SLIDE 10: CONFESSED DOUBT IS ENOUGH FAITH TO HEAL
Over and over again, Jesus told people, “your faith has made you well.” Faith heals. But does that mean that doubt prevents us from becoming well? Do we have to have perfect faith? According to Jesus no. If you have faith even as small as a grain of mustard seed you can be healed. But what if we doubt? Remember the man who brought his epileptic child to Jesus. And when Jesus asked him to believe, he confessed, “I believe but help my unbelief.” Our confession of doubt is enough faith to bring healing.
SLIDE 11: REVERENCE FOR LIFE
But where does this faith come from? Dr. Albert Schweitzer gives us a clue in his articulation of the ethical principle “reverence for life.” Dr. Schweitzer wrote in his memoir Out of My Life and Thought: “The most immediate fact of a person’s consciousness is the assertion ‘I am life that wills to live in the midst of life that wills to live. . . .’ Affirmation of life is the spiritual act by which a human being ceases to live thoughtlessly and begins to devote himself to his life with reverence in order to give it true value. To affirm life is to deepen, to make more inward, and to exalt the will to live. At the same time the person who has become a thinking being feels a compulsion to give to every will to live the same reverence for life that he gives to his own.”
SLIDE 12: WILL TO LIVE
Schweitzer is sharing with us the deep insight that every living creature has a will to live, and at a fundamental level the will to live is faith – not a set of beliefs, but faith in the possibilities of existence.
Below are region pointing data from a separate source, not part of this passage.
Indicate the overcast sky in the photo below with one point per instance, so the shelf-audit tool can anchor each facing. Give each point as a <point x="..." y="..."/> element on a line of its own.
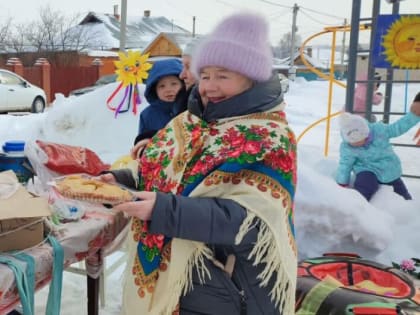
<point x="312" y="16"/>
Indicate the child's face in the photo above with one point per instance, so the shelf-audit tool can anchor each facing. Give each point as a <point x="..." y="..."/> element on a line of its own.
<point x="218" y="84"/>
<point x="168" y="87"/>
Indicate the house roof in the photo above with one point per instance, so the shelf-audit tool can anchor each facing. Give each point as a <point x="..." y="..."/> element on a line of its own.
<point x="285" y="63"/>
<point x="104" y="31"/>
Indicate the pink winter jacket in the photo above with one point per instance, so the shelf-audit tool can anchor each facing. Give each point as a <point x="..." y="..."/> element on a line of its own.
<point x="360" y="95"/>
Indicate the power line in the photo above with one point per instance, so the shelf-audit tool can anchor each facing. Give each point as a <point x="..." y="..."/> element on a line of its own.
<point x="315" y="20"/>
<point x="276" y="4"/>
<point x="325" y="14"/>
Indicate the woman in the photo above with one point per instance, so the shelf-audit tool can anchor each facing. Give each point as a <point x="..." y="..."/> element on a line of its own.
<point x="212" y="231"/>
Andrew Newberg, the author of How God Changes Your Brain identified this fundamental level of faith when he wrote: . . . Faith is embedded in our neurons and in our genes, and it is one of the most important principles in our lives. . . wherever you choose to place your faith, you must still confront a deeper question: What is your ultimate pursuit and dream? What do you truly desire in your life – not only for yourself, but for the world as well?
SLIDE 13: PURPOSE, POWER, FAITH
What do you desire for yourself and the world? As my father said, “If you are alive, you have a purpose!” What is your purpose? As Paul said, “Faith is the assurance of what we hope for the confidence in what we do not see.” Faith is powerful. When we have faith miracles begin to happen. Embrace your purpose. Embrace your power. Live your faith.